The second part of my notes from GeeCON 2014 conference. Day two was the most interesting and richest day of the conference so are the notes.

Hazem Saleh – Jasmine Automated Tests for JavaScript

Sam Newman – Deploying And Testing Microservices

  • Technology Radar from ThoughtWorks
  • Book “Building Microservices” by Sam Newman, currently in early version
  • It’s worth to follow Sam Newman on Twitter
  • Mountebank – tool to provide test doubles using various protocols (http, https, etc)
  • “Get good at releasing services independently”
  • Last tests should be performed on production just after the release, but make sure that it do not affect your business
  • “Consumer Driven Contracts” article by Martin Fowler
  • Pact – tool enabling consumer driven contract testing
  • Packer – tool for creating identical images for multiple platforms
  • Ansible – tool to automate app deployment, configuration management, etc., further reading
  • One service per machine
    • pros: easy to reason about (who to blame when CPU is 100%)
    • cons: cost and management overhead
  • Docker – virtualized container allowing to automate deployment of any application
    • “not production ready”
  • “Deploy one thing at a time”
  • DbDeploy – Database Change Management tool
  • “You can’t expect to change your database as often as you change your software”
  • “It’s easier to manage one service with two versions of API”

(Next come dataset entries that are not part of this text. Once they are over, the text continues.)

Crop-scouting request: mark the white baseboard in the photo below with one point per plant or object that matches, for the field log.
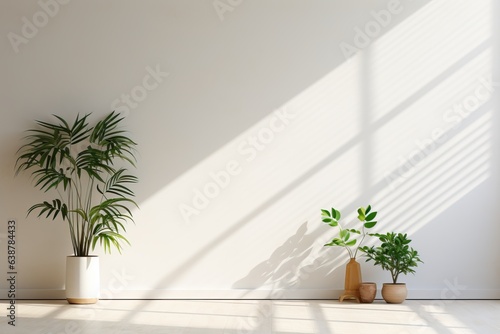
(247, 294)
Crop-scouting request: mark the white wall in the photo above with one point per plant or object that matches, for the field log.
(405, 124)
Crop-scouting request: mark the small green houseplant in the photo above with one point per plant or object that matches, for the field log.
(348, 239)
(82, 166)
(395, 255)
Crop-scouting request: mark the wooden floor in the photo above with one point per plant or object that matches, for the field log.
(252, 316)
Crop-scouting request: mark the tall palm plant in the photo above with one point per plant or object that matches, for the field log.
(84, 165)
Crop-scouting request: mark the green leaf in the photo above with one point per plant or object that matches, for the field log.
(351, 243)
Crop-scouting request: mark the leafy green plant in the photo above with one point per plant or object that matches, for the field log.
(79, 162)
(394, 254)
(348, 238)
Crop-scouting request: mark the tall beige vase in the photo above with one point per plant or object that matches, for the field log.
(82, 279)
(352, 281)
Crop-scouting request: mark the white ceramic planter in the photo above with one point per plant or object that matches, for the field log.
(82, 279)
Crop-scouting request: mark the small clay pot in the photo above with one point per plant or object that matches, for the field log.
(367, 292)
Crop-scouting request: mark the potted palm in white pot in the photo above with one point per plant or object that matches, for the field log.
(348, 239)
(395, 255)
(82, 166)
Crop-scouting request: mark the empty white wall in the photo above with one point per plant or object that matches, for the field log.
(264, 90)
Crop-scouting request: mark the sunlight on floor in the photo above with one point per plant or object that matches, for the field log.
(259, 316)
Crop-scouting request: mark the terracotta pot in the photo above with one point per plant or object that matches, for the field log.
(394, 293)
(352, 280)
(82, 279)
(367, 292)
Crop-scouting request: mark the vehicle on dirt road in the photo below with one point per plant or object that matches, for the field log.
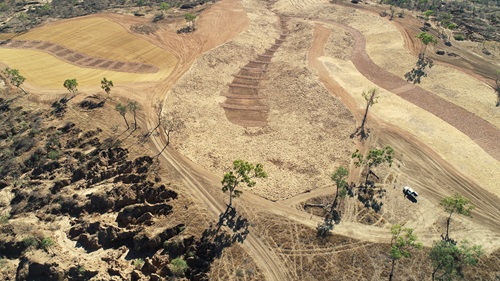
(408, 191)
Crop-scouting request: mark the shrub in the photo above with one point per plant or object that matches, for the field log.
(46, 243)
(178, 266)
(53, 155)
(4, 219)
(30, 242)
(138, 263)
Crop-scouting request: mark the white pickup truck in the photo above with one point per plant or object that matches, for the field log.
(409, 191)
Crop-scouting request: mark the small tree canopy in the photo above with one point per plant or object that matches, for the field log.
(70, 85)
(189, 17)
(106, 85)
(14, 76)
(243, 172)
(122, 109)
(427, 38)
(449, 259)
(374, 158)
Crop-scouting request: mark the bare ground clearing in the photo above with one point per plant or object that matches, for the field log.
(306, 121)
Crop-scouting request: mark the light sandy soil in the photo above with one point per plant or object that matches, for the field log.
(302, 113)
(307, 134)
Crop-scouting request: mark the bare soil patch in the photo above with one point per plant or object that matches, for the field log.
(79, 59)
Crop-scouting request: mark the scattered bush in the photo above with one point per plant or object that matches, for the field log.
(53, 155)
(178, 266)
(46, 243)
(30, 242)
(4, 219)
(138, 263)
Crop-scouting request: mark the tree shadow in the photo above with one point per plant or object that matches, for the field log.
(415, 75)
(216, 238)
(410, 197)
(362, 133)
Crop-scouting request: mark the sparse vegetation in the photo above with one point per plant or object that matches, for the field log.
(243, 173)
(14, 77)
(371, 98)
(71, 85)
(374, 158)
(106, 85)
(46, 243)
(138, 263)
(449, 260)
(456, 204)
(178, 266)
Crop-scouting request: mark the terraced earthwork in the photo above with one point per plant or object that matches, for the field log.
(79, 59)
(244, 106)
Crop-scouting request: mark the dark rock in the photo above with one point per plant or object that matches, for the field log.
(78, 174)
(12, 249)
(76, 273)
(3, 184)
(148, 268)
(28, 270)
(58, 185)
(136, 276)
(89, 243)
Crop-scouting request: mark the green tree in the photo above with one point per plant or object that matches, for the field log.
(427, 39)
(190, 19)
(122, 110)
(371, 98)
(106, 85)
(71, 85)
(178, 266)
(339, 177)
(456, 204)
(164, 6)
(170, 124)
(134, 107)
(448, 259)
(402, 243)
(243, 172)
(14, 77)
(374, 158)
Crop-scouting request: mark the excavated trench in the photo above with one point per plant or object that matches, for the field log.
(244, 106)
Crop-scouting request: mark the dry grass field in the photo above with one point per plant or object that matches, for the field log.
(312, 85)
(95, 37)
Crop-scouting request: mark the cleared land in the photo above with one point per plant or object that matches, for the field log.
(97, 38)
(313, 91)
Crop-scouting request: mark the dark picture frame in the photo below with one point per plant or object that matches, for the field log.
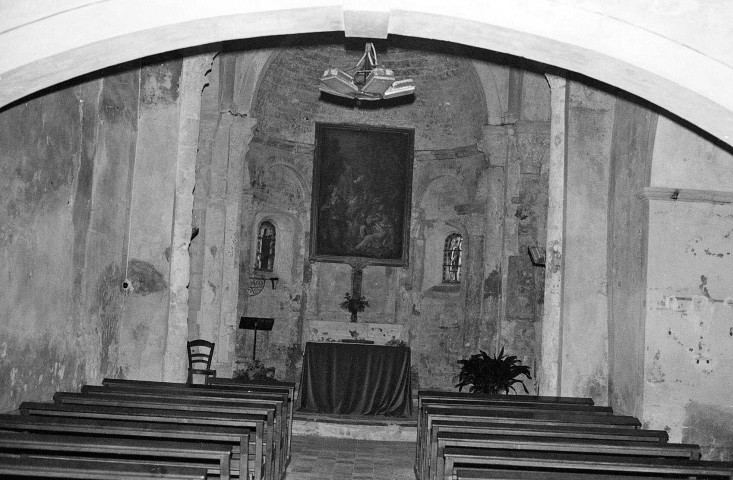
(362, 194)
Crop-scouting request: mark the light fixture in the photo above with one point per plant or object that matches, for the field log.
(370, 81)
(537, 255)
(257, 283)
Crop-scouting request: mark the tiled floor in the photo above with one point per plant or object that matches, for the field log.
(325, 458)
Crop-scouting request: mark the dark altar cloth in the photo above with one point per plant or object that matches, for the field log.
(345, 378)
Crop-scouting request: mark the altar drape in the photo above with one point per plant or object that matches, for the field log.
(345, 378)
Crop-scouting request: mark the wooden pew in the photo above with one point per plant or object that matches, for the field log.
(438, 397)
(277, 399)
(542, 414)
(215, 459)
(262, 465)
(14, 466)
(279, 386)
(266, 410)
(219, 384)
(628, 466)
(572, 432)
(229, 437)
(557, 445)
(467, 473)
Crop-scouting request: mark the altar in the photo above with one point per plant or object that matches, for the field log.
(354, 378)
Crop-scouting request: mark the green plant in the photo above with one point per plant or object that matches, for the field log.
(255, 371)
(491, 375)
(354, 304)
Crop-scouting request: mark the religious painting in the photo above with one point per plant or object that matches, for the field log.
(362, 180)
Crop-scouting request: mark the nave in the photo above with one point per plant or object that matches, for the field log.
(126, 429)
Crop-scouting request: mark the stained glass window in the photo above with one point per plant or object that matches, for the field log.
(452, 258)
(265, 247)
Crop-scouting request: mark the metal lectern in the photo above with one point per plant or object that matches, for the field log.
(256, 323)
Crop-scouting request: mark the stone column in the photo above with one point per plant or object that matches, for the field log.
(193, 80)
(474, 254)
(549, 372)
(241, 133)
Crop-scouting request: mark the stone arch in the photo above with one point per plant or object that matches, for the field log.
(445, 185)
(581, 38)
(275, 184)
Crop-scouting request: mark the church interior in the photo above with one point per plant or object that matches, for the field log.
(158, 185)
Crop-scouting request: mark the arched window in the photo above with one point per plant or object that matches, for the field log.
(265, 247)
(452, 258)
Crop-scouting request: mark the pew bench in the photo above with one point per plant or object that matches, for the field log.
(14, 466)
(468, 473)
(527, 416)
(261, 464)
(572, 432)
(219, 385)
(228, 437)
(557, 462)
(216, 459)
(557, 445)
(276, 400)
(272, 441)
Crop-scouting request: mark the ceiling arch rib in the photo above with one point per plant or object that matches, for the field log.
(613, 43)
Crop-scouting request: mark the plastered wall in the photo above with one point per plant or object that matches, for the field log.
(459, 178)
(689, 341)
(75, 163)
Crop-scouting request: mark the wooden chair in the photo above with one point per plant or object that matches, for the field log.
(200, 353)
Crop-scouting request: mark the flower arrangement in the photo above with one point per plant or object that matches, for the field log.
(354, 304)
(255, 371)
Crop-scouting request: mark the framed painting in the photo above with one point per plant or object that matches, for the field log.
(362, 181)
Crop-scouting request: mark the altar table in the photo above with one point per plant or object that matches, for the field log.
(347, 378)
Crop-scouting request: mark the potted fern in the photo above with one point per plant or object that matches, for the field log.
(354, 304)
(492, 375)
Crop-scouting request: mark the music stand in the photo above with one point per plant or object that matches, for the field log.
(256, 323)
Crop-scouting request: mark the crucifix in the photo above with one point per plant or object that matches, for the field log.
(357, 275)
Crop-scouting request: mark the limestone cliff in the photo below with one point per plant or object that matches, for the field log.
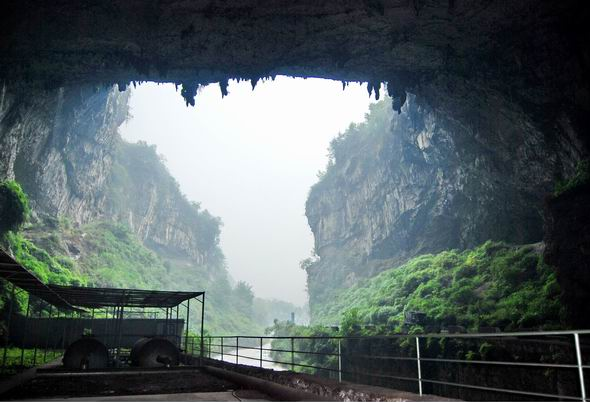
(64, 148)
(420, 182)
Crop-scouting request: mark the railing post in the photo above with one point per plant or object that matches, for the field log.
(580, 364)
(292, 354)
(339, 360)
(8, 321)
(22, 351)
(419, 368)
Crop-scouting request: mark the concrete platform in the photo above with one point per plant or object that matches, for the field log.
(240, 395)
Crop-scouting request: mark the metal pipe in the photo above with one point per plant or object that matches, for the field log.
(22, 351)
(339, 361)
(292, 354)
(261, 352)
(202, 322)
(36, 341)
(9, 319)
(47, 332)
(188, 312)
(419, 368)
(580, 368)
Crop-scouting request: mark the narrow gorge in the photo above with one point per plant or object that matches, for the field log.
(105, 212)
(401, 187)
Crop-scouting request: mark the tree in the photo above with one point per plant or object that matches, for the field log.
(14, 206)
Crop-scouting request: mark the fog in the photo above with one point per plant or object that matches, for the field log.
(250, 158)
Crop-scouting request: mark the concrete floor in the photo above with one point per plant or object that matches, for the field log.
(241, 395)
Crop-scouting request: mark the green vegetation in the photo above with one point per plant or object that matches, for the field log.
(30, 358)
(581, 177)
(494, 284)
(14, 206)
(491, 285)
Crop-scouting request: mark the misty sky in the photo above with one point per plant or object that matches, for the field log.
(250, 158)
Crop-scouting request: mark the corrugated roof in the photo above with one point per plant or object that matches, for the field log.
(73, 297)
(21, 277)
(108, 297)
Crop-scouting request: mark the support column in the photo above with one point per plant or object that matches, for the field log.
(9, 320)
(22, 351)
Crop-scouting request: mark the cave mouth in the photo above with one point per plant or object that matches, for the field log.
(245, 154)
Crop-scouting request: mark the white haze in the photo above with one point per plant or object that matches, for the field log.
(250, 158)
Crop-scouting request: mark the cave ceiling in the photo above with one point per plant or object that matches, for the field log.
(465, 58)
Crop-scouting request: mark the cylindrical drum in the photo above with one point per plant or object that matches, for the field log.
(86, 353)
(154, 352)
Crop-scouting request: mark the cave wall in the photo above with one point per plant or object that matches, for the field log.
(418, 182)
(567, 240)
(63, 146)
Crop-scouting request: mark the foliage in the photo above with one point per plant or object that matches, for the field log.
(323, 351)
(47, 268)
(582, 176)
(14, 206)
(29, 357)
(491, 285)
(119, 259)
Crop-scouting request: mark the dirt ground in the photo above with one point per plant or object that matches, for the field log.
(176, 381)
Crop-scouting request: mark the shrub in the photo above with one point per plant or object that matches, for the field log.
(14, 206)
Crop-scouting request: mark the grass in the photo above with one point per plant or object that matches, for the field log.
(494, 284)
(30, 358)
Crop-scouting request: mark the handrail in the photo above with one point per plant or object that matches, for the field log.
(230, 352)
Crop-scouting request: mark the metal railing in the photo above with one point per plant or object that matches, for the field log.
(561, 353)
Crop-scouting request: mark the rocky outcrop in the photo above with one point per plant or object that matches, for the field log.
(59, 144)
(64, 148)
(419, 182)
(567, 248)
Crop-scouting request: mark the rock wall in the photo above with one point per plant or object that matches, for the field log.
(59, 144)
(420, 182)
(64, 148)
(568, 249)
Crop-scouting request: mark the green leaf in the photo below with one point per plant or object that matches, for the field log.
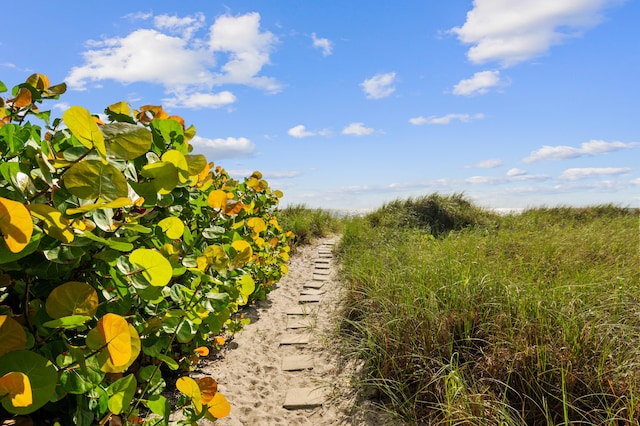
(247, 286)
(92, 179)
(159, 405)
(155, 268)
(85, 129)
(121, 393)
(114, 243)
(171, 363)
(12, 335)
(72, 298)
(163, 175)
(186, 331)
(79, 382)
(172, 227)
(42, 375)
(127, 141)
(7, 256)
(70, 322)
(196, 163)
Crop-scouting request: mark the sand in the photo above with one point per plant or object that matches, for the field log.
(250, 371)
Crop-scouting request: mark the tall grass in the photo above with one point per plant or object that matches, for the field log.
(308, 224)
(487, 319)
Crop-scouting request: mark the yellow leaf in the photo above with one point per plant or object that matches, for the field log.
(257, 224)
(18, 387)
(208, 388)
(16, 225)
(23, 98)
(201, 351)
(243, 253)
(190, 388)
(217, 199)
(114, 329)
(233, 207)
(54, 224)
(12, 335)
(219, 407)
(172, 227)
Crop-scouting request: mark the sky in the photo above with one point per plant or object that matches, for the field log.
(353, 104)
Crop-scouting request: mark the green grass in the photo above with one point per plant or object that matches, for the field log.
(308, 224)
(463, 316)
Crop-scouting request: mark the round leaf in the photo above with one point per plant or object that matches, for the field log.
(219, 407)
(54, 224)
(154, 267)
(85, 129)
(16, 225)
(92, 179)
(121, 393)
(243, 253)
(18, 387)
(172, 227)
(127, 141)
(42, 376)
(12, 335)
(190, 388)
(113, 337)
(208, 388)
(72, 298)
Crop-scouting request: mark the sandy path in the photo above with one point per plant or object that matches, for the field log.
(250, 372)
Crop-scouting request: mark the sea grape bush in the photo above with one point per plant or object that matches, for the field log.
(123, 256)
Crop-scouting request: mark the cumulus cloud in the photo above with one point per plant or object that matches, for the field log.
(200, 100)
(491, 163)
(220, 148)
(379, 86)
(185, 26)
(234, 51)
(323, 44)
(300, 131)
(516, 172)
(479, 84)
(445, 119)
(514, 31)
(589, 172)
(562, 152)
(357, 129)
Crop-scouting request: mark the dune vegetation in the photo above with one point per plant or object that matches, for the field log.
(464, 316)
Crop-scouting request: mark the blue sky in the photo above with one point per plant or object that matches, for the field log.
(350, 104)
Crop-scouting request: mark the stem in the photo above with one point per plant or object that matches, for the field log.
(173, 337)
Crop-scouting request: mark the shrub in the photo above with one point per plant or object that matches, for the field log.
(124, 255)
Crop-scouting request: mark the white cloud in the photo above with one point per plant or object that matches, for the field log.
(300, 131)
(589, 172)
(379, 86)
(248, 49)
(322, 43)
(200, 100)
(357, 129)
(185, 27)
(445, 119)
(479, 84)
(515, 172)
(562, 152)
(491, 163)
(513, 31)
(233, 52)
(224, 148)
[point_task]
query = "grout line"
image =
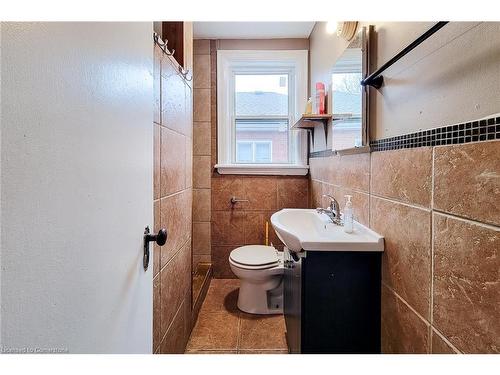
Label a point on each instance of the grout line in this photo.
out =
(467, 220)
(402, 203)
(341, 187)
(431, 297)
(443, 337)
(173, 255)
(172, 322)
(370, 193)
(406, 303)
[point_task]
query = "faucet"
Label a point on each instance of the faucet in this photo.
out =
(333, 210)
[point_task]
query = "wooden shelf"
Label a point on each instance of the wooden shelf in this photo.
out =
(310, 121)
(307, 121)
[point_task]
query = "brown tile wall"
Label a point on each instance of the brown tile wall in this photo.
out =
(202, 151)
(244, 223)
(173, 195)
(438, 209)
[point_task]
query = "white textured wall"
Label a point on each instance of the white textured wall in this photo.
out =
(452, 77)
(76, 186)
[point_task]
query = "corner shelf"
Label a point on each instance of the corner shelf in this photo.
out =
(309, 122)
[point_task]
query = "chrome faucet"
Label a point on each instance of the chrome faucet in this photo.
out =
(333, 210)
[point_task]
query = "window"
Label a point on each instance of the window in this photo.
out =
(260, 94)
(254, 151)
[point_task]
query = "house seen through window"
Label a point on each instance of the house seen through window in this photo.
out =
(261, 117)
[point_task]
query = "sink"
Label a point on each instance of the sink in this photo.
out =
(306, 229)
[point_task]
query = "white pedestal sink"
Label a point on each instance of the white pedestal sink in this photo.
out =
(306, 229)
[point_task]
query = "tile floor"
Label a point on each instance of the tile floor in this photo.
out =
(223, 329)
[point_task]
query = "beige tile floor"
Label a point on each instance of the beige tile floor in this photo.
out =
(223, 329)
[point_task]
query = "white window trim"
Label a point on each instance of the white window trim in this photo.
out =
(254, 142)
(227, 60)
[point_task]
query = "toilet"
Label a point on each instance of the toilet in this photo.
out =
(260, 270)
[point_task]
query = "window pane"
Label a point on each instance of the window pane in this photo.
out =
(346, 89)
(262, 152)
(261, 94)
(273, 132)
(244, 152)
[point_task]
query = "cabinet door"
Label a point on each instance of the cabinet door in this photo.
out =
(293, 302)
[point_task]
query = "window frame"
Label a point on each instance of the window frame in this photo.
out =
(233, 62)
(254, 142)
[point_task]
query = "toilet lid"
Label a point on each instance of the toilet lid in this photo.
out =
(254, 255)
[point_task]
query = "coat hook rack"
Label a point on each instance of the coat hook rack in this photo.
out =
(376, 79)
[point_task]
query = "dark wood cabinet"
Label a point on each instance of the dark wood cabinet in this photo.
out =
(332, 302)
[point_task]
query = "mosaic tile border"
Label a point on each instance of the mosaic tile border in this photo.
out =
(474, 131)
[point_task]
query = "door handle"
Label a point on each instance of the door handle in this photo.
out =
(160, 239)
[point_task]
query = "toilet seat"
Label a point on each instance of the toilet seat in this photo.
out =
(254, 257)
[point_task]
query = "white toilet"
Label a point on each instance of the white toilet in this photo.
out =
(260, 270)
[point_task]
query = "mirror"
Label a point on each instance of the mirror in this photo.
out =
(349, 98)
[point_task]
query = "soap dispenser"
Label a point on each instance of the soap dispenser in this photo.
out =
(348, 214)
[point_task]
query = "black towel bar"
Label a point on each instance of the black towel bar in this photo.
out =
(376, 79)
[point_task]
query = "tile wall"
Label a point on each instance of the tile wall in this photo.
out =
(202, 151)
(229, 227)
(244, 223)
(172, 206)
(439, 210)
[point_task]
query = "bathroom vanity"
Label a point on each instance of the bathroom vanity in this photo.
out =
(332, 284)
(332, 301)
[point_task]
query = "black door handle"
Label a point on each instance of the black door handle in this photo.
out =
(160, 239)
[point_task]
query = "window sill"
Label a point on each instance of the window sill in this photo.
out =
(263, 169)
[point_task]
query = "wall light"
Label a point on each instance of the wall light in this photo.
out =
(331, 27)
(345, 30)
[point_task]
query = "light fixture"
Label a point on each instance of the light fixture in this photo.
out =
(347, 30)
(331, 27)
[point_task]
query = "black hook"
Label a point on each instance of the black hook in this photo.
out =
(160, 239)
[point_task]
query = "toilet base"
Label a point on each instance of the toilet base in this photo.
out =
(254, 299)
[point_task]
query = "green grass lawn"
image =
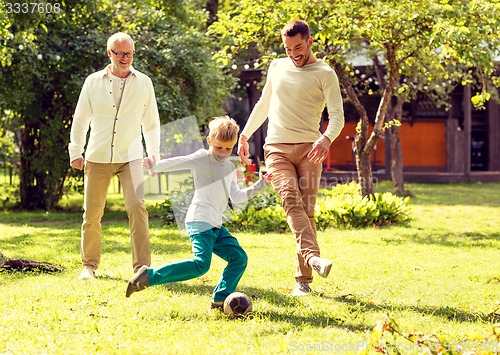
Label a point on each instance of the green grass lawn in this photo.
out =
(440, 275)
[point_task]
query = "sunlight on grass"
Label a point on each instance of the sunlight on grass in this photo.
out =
(438, 275)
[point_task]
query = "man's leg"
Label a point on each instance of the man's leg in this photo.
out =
(131, 177)
(227, 247)
(281, 161)
(309, 175)
(96, 182)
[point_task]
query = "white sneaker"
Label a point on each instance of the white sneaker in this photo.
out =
(320, 265)
(87, 274)
(301, 289)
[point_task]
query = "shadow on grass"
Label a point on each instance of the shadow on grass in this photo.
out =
(289, 309)
(449, 313)
(468, 239)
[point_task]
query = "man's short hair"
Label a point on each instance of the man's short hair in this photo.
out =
(224, 129)
(119, 36)
(295, 27)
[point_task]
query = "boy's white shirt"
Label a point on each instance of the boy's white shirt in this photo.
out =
(214, 182)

Michał Ostruszka – SRP applied – building modern web applications

  • gulp, grunt (more popular one) – build systems for frontend/JS
  • yeoman, lineman – tools to generate bootstrap of frontend part of your application using e.g. AngularJS, Ember, Backbone, etc.

Peter Lawrey – Micro-second latency logging, persistence, IPC and more

  • OpenHFT (High Frequency Trading)
  • Java Chronicle project – persisted low latency messaging library
  • HugeCollections – Huge Collections for Java using efficient off heap storage
  • SharedHashMap, another link:
    • GC-free implementation of hash map
    • persistent, stored in the file
    • shared between processes
    • 1/5th of a size of corresponding HashMap in the memory

Kevlin Henney – Seven Ineffective Coding Habits of Many Java Programmers

  • Book “97 Things Every Programmer Should Know”
  • Comments in your code are sign of defeat, you failed in explaining your intentions using the code itself
  • Max. column width: 80 chars, we shouldn’t be forced to move head while reading
  • Keep method arguments in one line or each argument in a new line
  • Why do we add “Exception” to the exception classes? Do we add “Class” at the end of each class name?